SIGNING UP: Barnard Castle School sixth former and open-side flanker Guy Pepper, who has been signed by Newcastle Falcons, with Old Barnardian and soon-to-be-teammate, fullback Alex Tait
SIGNING UP: Barnard Castle School sixth former and open-side flanker Guy Pepper, who has been signed by Newcastle Falcons, with Old Barnardian and soon-to-be-teammate, fullback Alex Tait

Rugby
A TOP schoolboy rugby player is preparing to move into the big league after signing with premiership side Newcastle Falcons.
Barnard Castle School sixth former and open-side flanker Guy Pepper is enjoying a double celebration after joining Falcons’ senior academy and securing an offer from Durham University to read a degree in sport and exercise science.
Guy, of Eggleston, is the latest in a string of Barnard Castle School boys given their first professional contracts by the club, including current Falcons forward Freddie Lockwood, Alex and Mathew Tait, Bath hooker Ross Batty and Lee Dickson, who has returned to the school as director of rugby after a successful career playing scrum-half for Northampton Saints and England.

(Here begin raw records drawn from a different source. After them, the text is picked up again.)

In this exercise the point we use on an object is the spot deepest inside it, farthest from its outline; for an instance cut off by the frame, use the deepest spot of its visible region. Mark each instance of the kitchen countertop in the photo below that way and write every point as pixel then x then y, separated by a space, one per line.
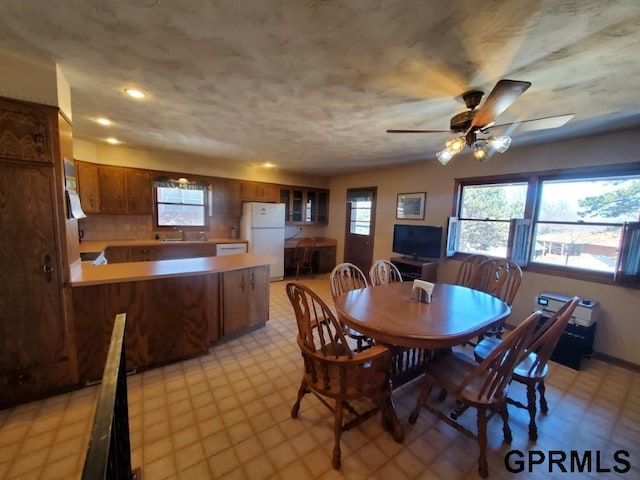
pixel 88 246
pixel 85 273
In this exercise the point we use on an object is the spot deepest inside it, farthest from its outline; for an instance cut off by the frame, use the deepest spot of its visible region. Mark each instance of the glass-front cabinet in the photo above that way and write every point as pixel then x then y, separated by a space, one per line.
pixel 305 205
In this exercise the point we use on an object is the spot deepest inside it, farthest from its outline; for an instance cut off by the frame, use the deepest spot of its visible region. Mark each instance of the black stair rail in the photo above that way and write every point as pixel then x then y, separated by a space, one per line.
pixel 109 451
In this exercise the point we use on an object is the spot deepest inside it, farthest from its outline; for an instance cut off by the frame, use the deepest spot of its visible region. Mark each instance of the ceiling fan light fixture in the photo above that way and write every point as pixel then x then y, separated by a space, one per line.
pixel 455 145
pixel 444 156
pixel 479 152
pixel 499 144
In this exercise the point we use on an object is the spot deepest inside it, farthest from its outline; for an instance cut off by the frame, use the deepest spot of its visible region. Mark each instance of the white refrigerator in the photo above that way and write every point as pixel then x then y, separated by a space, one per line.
pixel 262 225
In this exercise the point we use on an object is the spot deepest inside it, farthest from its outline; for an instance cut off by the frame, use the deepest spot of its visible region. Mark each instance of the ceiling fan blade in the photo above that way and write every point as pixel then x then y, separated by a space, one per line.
pixel 501 97
pixel 418 131
pixel 530 125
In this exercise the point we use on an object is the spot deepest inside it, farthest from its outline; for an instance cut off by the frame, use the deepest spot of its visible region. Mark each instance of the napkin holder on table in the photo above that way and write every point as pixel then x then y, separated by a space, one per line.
pixel 422 290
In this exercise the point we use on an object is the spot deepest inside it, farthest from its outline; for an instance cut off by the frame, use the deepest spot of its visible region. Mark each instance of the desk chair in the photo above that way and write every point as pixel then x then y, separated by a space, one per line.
pixel 344 278
pixel 303 255
pixel 533 369
pixel 481 386
pixel 332 370
pixel 383 272
pixel 501 278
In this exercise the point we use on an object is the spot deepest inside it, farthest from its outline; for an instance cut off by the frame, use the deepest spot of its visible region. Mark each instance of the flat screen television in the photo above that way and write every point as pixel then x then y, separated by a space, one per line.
pixel 417 241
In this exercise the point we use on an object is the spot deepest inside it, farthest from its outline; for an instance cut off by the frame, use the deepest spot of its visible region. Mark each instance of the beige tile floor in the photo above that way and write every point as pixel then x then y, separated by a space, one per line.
pixel 226 415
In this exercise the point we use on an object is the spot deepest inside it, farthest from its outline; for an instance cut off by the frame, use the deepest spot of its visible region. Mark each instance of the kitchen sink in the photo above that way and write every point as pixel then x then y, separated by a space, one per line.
pixel 179 240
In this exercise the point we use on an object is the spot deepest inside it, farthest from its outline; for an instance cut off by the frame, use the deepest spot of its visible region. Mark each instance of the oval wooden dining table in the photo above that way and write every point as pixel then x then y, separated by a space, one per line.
pixel 388 314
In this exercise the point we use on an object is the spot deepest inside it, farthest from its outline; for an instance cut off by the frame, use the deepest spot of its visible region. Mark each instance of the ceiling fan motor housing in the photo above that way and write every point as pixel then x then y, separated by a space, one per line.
pixel 462 121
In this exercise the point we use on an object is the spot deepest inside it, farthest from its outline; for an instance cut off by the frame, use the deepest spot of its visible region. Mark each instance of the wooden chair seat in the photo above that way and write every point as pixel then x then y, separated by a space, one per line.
pixel 533 367
pixel 501 278
pixel 481 386
pixel 468 269
pixel 344 278
pixel 407 363
pixel 332 370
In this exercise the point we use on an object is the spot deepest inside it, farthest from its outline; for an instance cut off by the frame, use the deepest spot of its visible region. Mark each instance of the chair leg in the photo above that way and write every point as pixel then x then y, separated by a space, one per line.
pixel 531 406
pixel 337 432
pixel 302 391
pixel 421 401
pixel 544 408
pixel 483 467
pixel 389 417
pixel 506 428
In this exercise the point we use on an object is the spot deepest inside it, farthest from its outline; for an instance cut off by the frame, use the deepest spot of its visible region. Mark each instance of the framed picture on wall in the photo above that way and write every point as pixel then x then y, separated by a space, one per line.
pixel 410 206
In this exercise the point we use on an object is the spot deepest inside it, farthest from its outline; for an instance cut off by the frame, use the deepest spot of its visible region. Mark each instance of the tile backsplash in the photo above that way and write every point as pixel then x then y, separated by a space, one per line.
pixel 140 227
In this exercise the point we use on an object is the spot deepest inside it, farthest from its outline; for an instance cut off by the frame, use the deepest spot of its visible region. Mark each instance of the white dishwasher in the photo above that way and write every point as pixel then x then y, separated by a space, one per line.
pixel 230 248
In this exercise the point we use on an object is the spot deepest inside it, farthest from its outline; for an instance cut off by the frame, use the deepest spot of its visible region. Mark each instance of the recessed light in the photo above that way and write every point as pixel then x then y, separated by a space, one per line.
pixel 135 93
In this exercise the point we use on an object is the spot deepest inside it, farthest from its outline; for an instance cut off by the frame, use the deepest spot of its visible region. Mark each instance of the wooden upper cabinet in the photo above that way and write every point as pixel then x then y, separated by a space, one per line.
pixel 139 191
pixel 305 205
pixel 113 188
pixel 226 198
pixel 259 192
pixel 88 186
pixel 27 131
pixel 106 189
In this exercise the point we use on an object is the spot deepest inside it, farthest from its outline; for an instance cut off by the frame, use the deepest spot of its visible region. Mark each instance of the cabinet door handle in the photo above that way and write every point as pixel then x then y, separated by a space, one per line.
pixel 38 139
pixel 48 268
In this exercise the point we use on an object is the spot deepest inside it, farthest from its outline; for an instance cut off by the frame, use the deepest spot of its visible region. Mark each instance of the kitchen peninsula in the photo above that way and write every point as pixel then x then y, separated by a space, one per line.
pixel 175 308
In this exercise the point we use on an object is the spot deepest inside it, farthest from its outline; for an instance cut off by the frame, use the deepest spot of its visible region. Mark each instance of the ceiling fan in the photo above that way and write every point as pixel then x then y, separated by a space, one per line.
pixel 482 120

The 18-year-old will begin pre-season training with the first squad in July, having trained with the junior squad during the pandemic.
Guy said: “I would like to play at the highest level possible, for the Falcons and England, and was so pleased and relieved to be offered a contract and a place at Durham University.
“It has been a strange year because of the pandemic with all fixtures cancelled, including a match I was selected to play for England against Scotland.”
Mr Dickson said he was thrilled for Guy.
“He is going to the right club for him at the moment and he will settle in well there under the watchful eye of the likes of England forward Mark Wilson, from whom he will learn a great deal,” he said.
“Guy is an unbelievably hard worker with the right attitude to sport and school life. The first time I watched him I knew he had something special and yet he never shouts about it. Not many people in school even knew he had been training with England as he goes about his business in such a quiet fashion.
“In my opinion he is very gifted with a bright future. He reads the game so well and can kick the ball. He is the perfect link between the backs and the forwards and, for me, could be the next Tom Curry.”
Mr Dickson said it had been a difficult year for everyone and for school rugby, but the sport was continuing to go from strength to strength with seven players from the school in the current Falcons Junior Academy.